Fuelled by the temptations of plant catalogues, Nigel Slater fills winter days imagining his dream garden

- PAUL WEARING, JOHN CAMPBELL

DAYDREAM BELIEVER

The ground lies undisturbed. The fork and trowel sit in silence. The rake unused, almost forlorn. At this point in the year, there is nothing much to plant or prune, little to trim or tie up. Most of this month's gardening is done in my head rather than with my hands.

That said, there is still important work to be done.

By which I mean dreaming. The kitchen table is scattered with more garden catalogues. My laptop is open at a page of perennials and my notebooks are overflowing with lists. Each brochure and online shop brings with it a trug-full of opportunities. These displays, and especially their gorgeous photography, are the stuff of dreams. Turn the pages for overflowing buckets of pastel-coloured dahlias; grasses whose feathery plumes are caught romantically in the evening light and entire hosta plants that appear without a single hole in their leaves. This is cold, wet-weather gardening at its best: page after page of possibilities to be considered while drinking tea by the fire.

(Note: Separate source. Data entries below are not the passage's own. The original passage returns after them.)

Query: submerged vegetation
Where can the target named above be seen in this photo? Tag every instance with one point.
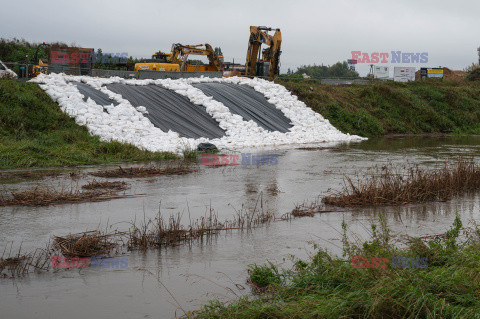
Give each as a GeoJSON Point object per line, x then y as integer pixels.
{"type": "Point", "coordinates": [411, 185]}
{"type": "Point", "coordinates": [444, 284]}
{"type": "Point", "coordinates": [44, 196]}
{"type": "Point", "coordinates": [34, 132]}
{"type": "Point", "coordinates": [175, 168]}
{"type": "Point", "coordinates": [383, 108]}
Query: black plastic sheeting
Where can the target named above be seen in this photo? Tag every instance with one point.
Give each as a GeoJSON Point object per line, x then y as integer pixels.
{"type": "Point", "coordinates": [248, 103]}
{"type": "Point", "coordinates": [168, 110]}
{"type": "Point", "coordinates": [98, 96]}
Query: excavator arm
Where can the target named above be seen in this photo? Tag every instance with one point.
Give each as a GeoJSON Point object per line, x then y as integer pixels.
{"type": "Point", "coordinates": [259, 36]}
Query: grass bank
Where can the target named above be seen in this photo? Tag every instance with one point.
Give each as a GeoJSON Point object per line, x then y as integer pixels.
{"type": "Point", "coordinates": [433, 277]}
{"type": "Point", "coordinates": [34, 132]}
{"type": "Point", "coordinates": [395, 108]}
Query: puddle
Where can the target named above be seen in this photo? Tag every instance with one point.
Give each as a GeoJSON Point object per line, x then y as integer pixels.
{"type": "Point", "coordinates": [217, 268]}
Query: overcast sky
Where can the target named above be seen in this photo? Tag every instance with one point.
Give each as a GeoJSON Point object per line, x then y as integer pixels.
{"type": "Point", "coordinates": [313, 31]}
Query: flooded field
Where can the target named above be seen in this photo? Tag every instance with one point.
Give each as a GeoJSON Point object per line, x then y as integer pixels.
{"type": "Point", "coordinates": [165, 283]}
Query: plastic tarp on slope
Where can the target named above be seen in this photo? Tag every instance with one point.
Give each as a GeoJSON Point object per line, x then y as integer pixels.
{"type": "Point", "coordinates": [248, 103]}
{"type": "Point", "coordinates": [89, 92]}
{"type": "Point", "coordinates": [168, 110]}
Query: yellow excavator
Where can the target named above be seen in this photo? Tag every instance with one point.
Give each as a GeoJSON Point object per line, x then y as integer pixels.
{"type": "Point", "coordinates": [269, 62]}
{"type": "Point", "coordinates": [177, 60]}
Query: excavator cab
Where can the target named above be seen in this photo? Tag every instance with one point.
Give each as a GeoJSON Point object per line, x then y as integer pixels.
{"type": "Point", "coordinates": [267, 65]}
{"type": "Point", "coordinates": [161, 57]}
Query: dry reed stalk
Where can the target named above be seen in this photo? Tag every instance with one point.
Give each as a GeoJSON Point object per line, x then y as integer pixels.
{"type": "Point", "coordinates": [412, 185]}
{"type": "Point", "coordinates": [94, 185]}
{"type": "Point", "coordinates": [85, 244]}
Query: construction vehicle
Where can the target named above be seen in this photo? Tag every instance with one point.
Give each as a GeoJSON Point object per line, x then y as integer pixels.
{"type": "Point", "coordinates": [160, 61]}
{"type": "Point", "coordinates": [42, 66]}
{"type": "Point", "coordinates": [177, 60]}
{"type": "Point", "coordinates": [269, 62]}
{"type": "Point", "coordinates": [180, 54]}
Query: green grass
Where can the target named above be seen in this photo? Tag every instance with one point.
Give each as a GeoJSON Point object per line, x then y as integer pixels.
{"type": "Point", "coordinates": [395, 108]}
{"type": "Point", "coordinates": [327, 286]}
{"type": "Point", "coordinates": [34, 132]}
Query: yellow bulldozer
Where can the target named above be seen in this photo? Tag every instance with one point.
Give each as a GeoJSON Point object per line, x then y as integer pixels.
{"type": "Point", "coordinates": [269, 63]}
{"type": "Point", "coordinates": [177, 60]}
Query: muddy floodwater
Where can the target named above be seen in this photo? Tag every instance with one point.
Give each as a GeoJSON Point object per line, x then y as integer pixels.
{"type": "Point", "coordinates": [164, 283]}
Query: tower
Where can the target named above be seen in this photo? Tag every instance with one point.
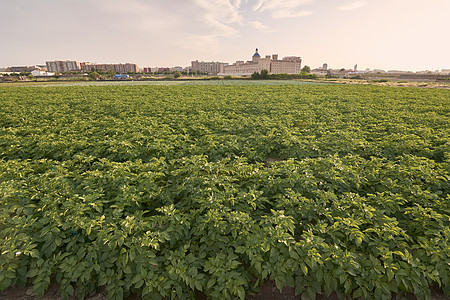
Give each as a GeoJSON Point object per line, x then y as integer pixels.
{"type": "Point", "coordinates": [256, 56]}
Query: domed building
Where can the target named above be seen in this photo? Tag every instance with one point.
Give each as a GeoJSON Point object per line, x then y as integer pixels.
{"type": "Point", "coordinates": [256, 56]}
{"type": "Point", "coordinates": [289, 65]}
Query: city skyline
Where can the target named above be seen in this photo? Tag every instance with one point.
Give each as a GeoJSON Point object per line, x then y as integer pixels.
{"type": "Point", "coordinates": [395, 34]}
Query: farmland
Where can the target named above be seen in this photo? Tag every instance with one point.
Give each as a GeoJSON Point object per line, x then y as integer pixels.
{"type": "Point", "coordinates": [171, 190]}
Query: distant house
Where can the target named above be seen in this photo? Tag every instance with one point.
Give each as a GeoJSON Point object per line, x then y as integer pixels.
{"type": "Point", "coordinates": [40, 73]}
{"type": "Point", "coordinates": [121, 77]}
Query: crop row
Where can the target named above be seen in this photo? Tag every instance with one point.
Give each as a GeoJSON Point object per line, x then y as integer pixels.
{"type": "Point", "coordinates": [166, 191]}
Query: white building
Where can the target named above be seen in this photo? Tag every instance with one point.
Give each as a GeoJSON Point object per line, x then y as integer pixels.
{"type": "Point", "coordinates": [288, 65]}
{"type": "Point", "coordinates": [209, 67]}
{"type": "Point", "coordinates": [40, 73]}
{"type": "Point", "coordinates": [63, 66]}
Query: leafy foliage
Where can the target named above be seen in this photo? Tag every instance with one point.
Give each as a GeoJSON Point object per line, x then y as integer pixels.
{"type": "Point", "coordinates": [165, 190]}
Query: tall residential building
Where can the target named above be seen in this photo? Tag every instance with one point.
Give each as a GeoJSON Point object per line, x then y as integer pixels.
{"type": "Point", "coordinates": [63, 66]}
{"type": "Point", "coordinates": [117, 68]}
{"type": "Point", "coordinates": [208, 67]}
{"type": "Point", "coordinates": [288, 65]}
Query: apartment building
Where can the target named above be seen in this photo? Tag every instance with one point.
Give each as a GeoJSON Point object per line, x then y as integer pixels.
{"type": "Point", "coordinates": [117, 68]}
{"type": "Point", "coordinates": [63, 66]}
{"type": "Point", "coordinates": [209, 67]}
{"type": "Point", "coordinates": [288, 65]}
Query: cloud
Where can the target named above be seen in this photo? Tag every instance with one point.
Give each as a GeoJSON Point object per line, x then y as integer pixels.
{"type": "Point", "coordinates": [283, 8]}
{"type": "Point", "coordinates": [279, 14]}
{"type": "Point", "coordinates": [258, 25]}
{"type": "Point", "coordinates": [353, 5]}
{"type": "Point", "coordinates": [220, 15]}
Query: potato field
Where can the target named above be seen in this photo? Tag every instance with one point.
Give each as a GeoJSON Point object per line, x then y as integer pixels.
{"type": "Point", "coordinates": [171, 191]}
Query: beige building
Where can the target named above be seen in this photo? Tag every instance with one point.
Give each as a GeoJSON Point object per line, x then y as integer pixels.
{"type": "Point", "coordinates": [117, 68]}
{"type": "Point", "coordinates": [63, 66]}
{"type": "Point", "coordinates": [288, 65]}
{"type": "Point", "coordinates": [208, 67]}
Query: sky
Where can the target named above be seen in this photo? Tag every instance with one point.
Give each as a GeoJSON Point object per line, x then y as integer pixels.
{"type": "Point", "coordinates": [376, 34]}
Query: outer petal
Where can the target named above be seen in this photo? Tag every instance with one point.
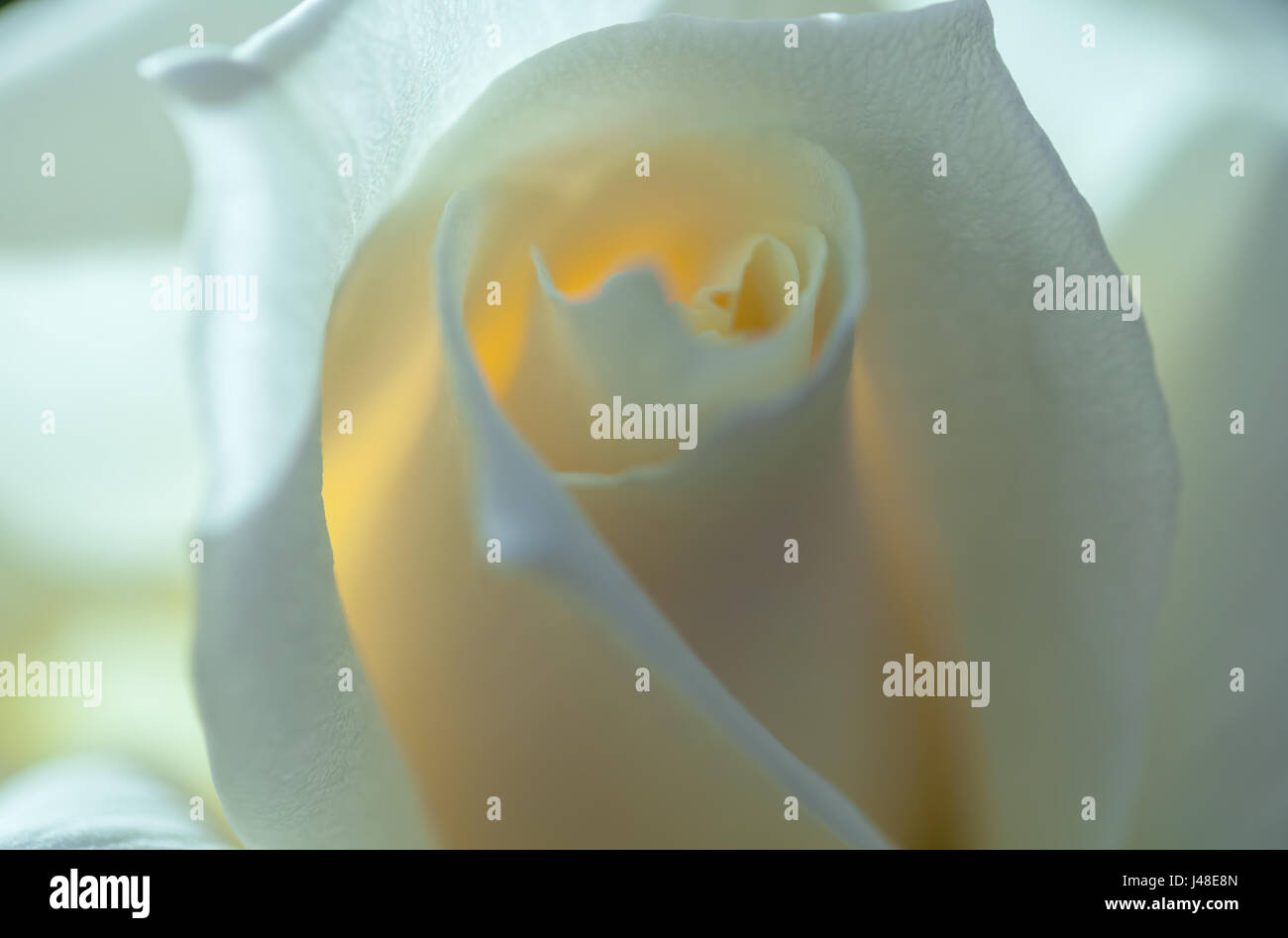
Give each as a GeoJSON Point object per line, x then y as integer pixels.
{"type": "Point", "coordinates": [295, 762]}
{"type": "Point", "coordinates": [1057, 429]}
{"type": "Point", "coordinates": [1218, 771]}
{"type": "Point", "coordinates": [89, 803]}
{"type": "Point", "coordinates": [974, 540]}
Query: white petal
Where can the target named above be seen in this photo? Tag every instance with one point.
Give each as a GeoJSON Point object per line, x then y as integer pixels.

And not only plants; oh, dear me, no. Each copper spade, stone bird bath and tiny greenhouse beckons. I swear the display of leather garden gloves are waving directly at me. Every advertisement and photo is bursting with hope for a better, more beautiful garden.

There is temptation at every turn. The hose that doesn't kink. The plant protectors that will guard my seedlings from slugs and the bug hotel for all the new pollinators that are on their way to my garden.